Ahora la imagen lo es todo. Y el tiempo de la imagen siempre es el AHORA. La historia ya no existe en este espectáculo de luz y sonido.

Ésos eran algunos de mis pensamientos cuando me movía por el balneario de las Berkshires con Molly, haciendo ejercicios de aerobic, aqua-trimming, marcha y demás rituales para ponerse en forma, y evitando mi propia imagen en el espejo. Molly me arrancaba de la cama para cada clase y perdí los mismos pocos kilos que siempre pierdo (y vuelvo a ganar), bebía agua, se me abrieron los poros y me sentí recuperada; pero la melancolía todavía no desaparecía. (Encaraba la eterna cuestión: ¿estirarme la piel o no, antes de la gira del próximo libro?)

Peor que mi desesperación por mi inevitable declive físico (y si me «adaptaba» a él o no) era mi desesperación por el pesimismo de la edad madura. Nunca más, pensé, entraría en una habitación y conocería a un hombre delicioso que me cambiaría la vida. Recordaba que las aventuras más locas empezaban con un brillo en la mirada y una oleada de adrenalina, y la excitación a la que llevaban inevitablemente. Al evitar la excitación y abrazar la estabilidad, al repudiar mi tendencia a tirar mi vida por la borda cada siete años, también me había calmado. Quería contemplación, no aburrimiento; sabiduría, no desesperación; serenidad, no parálisis. La energía sexual a la que siempre he recurrido para el siguiente libro, lo aventurero de una vida que nunca se asentaba, había empezado a parecerme imprudente y alocado a los cincuenta años.

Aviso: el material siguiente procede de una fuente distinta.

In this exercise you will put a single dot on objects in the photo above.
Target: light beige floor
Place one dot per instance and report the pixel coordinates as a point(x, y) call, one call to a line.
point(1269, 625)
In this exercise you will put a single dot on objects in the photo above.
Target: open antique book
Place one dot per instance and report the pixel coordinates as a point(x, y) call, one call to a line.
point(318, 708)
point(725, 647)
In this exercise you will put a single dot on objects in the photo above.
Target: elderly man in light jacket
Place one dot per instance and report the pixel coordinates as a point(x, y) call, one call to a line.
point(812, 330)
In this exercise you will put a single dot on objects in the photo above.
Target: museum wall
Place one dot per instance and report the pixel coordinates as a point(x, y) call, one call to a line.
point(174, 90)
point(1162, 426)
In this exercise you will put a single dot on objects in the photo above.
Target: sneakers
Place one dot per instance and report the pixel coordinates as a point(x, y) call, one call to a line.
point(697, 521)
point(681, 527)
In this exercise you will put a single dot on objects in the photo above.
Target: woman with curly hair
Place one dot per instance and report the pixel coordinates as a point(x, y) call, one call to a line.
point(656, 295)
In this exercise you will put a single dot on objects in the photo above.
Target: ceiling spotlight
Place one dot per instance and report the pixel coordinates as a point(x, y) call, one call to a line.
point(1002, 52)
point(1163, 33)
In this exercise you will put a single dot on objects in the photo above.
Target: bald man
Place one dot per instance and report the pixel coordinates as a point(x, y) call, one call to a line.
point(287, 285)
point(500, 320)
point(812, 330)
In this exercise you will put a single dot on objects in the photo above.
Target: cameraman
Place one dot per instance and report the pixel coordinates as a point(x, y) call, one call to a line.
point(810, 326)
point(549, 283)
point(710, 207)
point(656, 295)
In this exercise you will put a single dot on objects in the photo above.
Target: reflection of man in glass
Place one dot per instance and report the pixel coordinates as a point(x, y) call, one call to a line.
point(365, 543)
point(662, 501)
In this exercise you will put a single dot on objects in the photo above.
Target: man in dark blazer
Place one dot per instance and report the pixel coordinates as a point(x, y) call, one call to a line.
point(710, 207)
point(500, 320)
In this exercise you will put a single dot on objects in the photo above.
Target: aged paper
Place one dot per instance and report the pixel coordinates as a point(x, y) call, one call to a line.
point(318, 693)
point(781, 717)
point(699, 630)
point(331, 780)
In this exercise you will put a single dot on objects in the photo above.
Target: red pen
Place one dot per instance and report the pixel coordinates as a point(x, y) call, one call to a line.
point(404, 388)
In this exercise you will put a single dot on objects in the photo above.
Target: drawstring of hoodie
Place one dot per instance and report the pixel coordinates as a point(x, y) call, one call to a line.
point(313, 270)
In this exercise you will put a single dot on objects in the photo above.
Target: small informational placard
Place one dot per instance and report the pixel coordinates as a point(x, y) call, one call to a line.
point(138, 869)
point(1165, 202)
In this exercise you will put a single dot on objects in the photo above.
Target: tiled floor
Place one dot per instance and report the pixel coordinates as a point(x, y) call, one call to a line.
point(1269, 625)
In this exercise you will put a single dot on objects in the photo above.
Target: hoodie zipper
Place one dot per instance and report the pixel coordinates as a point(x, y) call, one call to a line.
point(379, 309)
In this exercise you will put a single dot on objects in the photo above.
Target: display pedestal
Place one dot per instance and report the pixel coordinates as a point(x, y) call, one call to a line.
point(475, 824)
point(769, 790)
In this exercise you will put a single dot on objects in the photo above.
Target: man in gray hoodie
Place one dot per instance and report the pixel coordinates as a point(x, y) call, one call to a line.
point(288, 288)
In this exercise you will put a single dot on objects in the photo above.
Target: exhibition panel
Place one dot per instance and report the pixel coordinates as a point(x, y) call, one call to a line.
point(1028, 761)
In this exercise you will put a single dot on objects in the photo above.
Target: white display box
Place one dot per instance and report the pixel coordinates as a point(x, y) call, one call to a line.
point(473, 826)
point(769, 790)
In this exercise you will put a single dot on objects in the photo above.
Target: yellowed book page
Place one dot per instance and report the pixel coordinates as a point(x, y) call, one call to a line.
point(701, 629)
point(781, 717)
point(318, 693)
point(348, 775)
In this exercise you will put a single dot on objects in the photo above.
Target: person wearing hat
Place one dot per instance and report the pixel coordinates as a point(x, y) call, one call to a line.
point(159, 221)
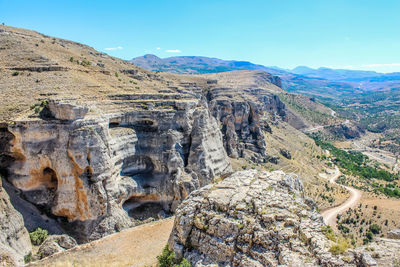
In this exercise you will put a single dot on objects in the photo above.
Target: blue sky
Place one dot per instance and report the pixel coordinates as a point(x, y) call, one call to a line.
point(358, 34)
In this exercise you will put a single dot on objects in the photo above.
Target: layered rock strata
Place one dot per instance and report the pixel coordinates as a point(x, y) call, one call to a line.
point(91, 172)
point(251, 219)
point(14, 239)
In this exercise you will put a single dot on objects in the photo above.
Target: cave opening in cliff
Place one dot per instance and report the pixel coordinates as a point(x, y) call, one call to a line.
point(144, 207)
point(137, 165)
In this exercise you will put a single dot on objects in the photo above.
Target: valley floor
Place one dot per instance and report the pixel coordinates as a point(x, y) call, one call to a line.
point(137, 246)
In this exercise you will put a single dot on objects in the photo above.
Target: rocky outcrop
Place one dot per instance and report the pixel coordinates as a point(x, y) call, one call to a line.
point(381, 252)
point(93, 173)
point(55, 244)
point(251, 219)
point(244, 116)
point(394, 234)
point(14, 238)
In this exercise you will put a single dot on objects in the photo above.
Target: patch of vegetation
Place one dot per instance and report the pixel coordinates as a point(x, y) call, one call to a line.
point(168, 259)
point(293, 101)
point(28, 258)
point(355, 163)
point(340, 247)
point(38, 236)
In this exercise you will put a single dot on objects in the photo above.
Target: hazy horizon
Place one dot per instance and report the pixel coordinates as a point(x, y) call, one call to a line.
point(338, 34)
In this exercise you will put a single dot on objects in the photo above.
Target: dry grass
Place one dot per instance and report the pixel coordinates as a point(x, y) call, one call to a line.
point(138, 246)
point(87, 75)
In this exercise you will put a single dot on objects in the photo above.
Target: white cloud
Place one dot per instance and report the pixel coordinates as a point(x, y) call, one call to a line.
point(381, 65)
point(113, 48)
point(173, 51)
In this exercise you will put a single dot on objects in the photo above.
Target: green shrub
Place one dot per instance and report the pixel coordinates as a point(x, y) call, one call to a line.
point(340, 247)
point(184, 263)
point(38, 236)
point(28, 258)
point(168, 259)
point(375, 229)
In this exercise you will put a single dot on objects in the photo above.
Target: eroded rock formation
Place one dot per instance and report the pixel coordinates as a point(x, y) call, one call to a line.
point(14, 238)
point(251, 219)
point(86, 171)
point(244, 116)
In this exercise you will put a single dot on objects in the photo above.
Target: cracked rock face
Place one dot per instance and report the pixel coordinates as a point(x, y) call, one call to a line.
point(92, 173)
point(251, 219)
point(14, 238)
point(245, 119)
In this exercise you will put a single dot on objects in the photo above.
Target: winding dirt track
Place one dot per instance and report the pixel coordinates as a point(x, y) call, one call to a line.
point(330, 214)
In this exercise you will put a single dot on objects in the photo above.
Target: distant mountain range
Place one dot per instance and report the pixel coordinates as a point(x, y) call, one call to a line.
point(322, 82)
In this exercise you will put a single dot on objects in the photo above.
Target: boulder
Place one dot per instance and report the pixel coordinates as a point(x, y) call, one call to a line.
point(286, 153)
point(55, 244)
point(66, 111)
point(251, 218)
point(394, 234)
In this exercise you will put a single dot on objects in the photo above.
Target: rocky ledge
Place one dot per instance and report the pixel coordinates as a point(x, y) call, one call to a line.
point(251, 219)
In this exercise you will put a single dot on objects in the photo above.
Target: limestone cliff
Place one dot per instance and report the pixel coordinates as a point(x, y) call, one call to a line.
point(87, 171)
point(251, 219)
point(14, 238)
point(96, 143)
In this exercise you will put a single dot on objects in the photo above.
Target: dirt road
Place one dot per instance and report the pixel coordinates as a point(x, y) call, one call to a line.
point(138, 246)
point(330, 214)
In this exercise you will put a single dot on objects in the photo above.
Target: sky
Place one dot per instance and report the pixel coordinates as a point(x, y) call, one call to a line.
point(351, 34)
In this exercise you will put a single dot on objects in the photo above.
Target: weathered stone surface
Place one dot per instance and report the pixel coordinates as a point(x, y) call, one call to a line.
point(66, 111)
point(14, 238)
point(97, 172)
point(381, 252)
point(54, 244)
point(286, 153)
point(251, 219)
point(394, 234)
point(245, 119)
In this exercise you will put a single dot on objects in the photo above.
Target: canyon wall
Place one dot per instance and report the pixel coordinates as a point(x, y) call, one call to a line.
point(92, 174)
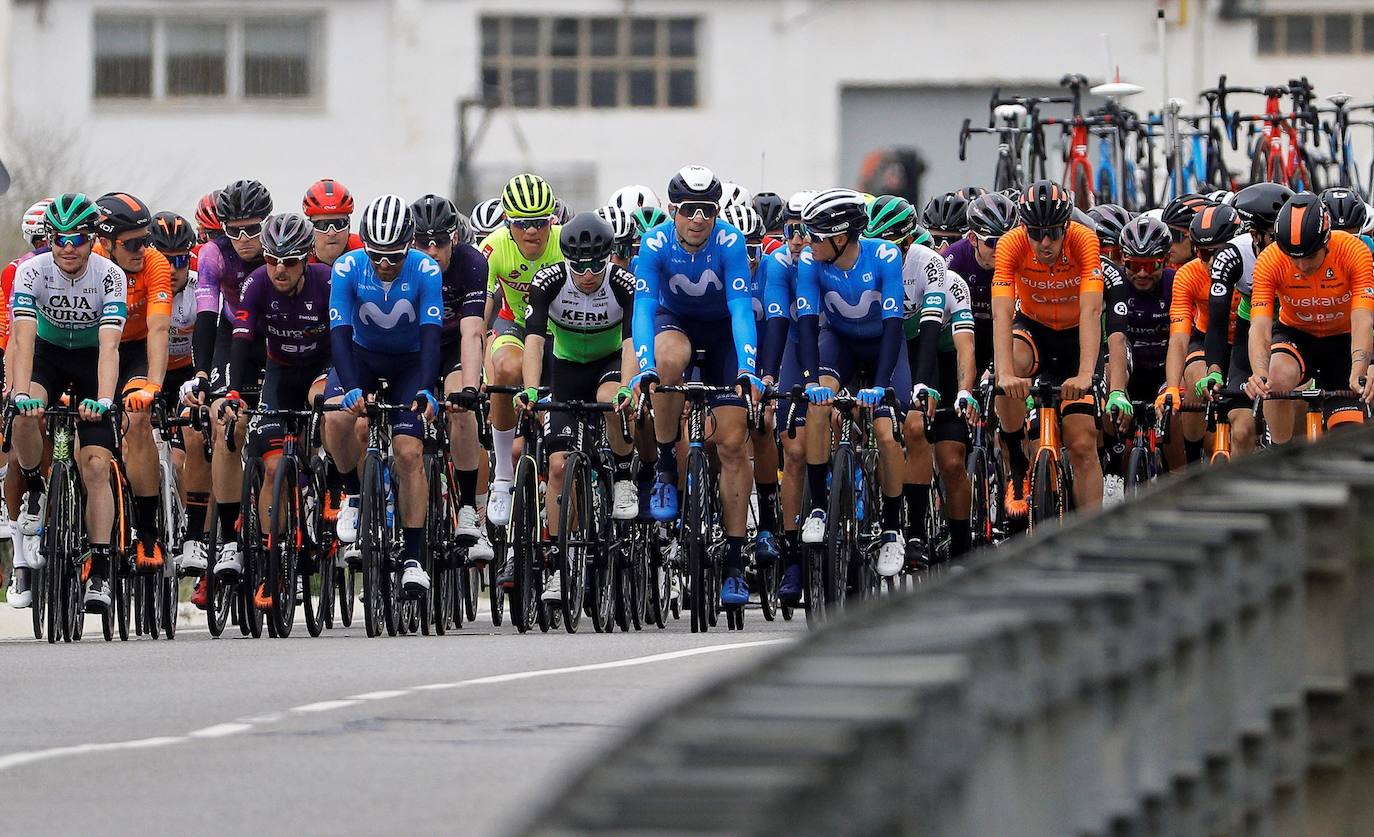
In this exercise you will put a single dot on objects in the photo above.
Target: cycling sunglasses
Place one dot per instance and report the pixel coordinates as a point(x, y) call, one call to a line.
point(74, 239)
point(1142, 265)
point(241, 232)
point(289, 261)
point(588, 265)
point(389, 259)
point(433, 239)
point(690, 209)
point(330, 224)
point(136, 245)
point(1046, 232)
point(528, 224)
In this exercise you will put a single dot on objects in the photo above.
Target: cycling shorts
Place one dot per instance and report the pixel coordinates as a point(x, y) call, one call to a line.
point(58, 370)
point(1054, 353)
point(716, 340)
point(400, 371)
point(851, 362)
point(576, 382)
point(283, 388)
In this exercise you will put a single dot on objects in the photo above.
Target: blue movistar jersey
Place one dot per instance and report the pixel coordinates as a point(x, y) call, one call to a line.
point(386, 316)
point(712, 283)
point(856, 301)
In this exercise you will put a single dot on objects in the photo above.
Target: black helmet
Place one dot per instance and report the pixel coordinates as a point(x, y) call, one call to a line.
point(587, 237)
point(1259, 204)
point(171, 232)
point(945, 213)
point(287, 235)
point(1179, 212)
point(836, 212)
point(243, 199)
point(1046, 204)
point(1215, 226)
point(434, 215)
point(694, 183)
point(992, 213)
point(1303, 227)
point(771, 209)
point(121, 212)
point(1347, 208)
point(1145, 238)
point(1109, 219)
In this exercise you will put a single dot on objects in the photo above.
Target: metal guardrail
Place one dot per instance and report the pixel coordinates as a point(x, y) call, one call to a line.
point(1196, 661)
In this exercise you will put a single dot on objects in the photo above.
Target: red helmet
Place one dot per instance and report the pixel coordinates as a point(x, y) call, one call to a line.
point(327, 197)
point(208, 217)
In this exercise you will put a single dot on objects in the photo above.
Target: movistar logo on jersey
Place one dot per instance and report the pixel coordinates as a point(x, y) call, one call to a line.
point(682, 285)
point(855, 311)
point(373, 315)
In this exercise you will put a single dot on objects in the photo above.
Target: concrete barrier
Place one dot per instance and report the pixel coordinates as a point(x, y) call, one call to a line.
point(1196, 661)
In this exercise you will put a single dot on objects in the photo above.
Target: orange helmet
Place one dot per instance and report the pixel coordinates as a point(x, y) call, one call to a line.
point(206, 217)
point(327, 197)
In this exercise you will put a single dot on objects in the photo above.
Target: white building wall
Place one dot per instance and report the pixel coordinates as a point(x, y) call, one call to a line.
point(770, 85)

Por fin me había «instalado» para cultivar mi jardín. Ahora lo único que necesitaba hacer era imaginar dónde estaba mi jardín y qué cultivar en él.

Porque ése, después de todo, es el problema, ¿verdad? Una nunca puede «prepararse» de verdad para la mortalidad y la muerte, aunque pueda operarse la papada y las bolsas de los ojos. Una puede tener un aspecto brillante, pero en la vida siempre hay cicatrices. El verdadero problema tiene que ver con cómo crecer hacia dentro en una sociedad que crece inexorablemente en otra dirección, cómo alimentar la espiritualidad en medio del materialismo, cómo marchar al ritmo del propio tambor cuando el rock alternativo, el rap y el hip-hop te ahogan.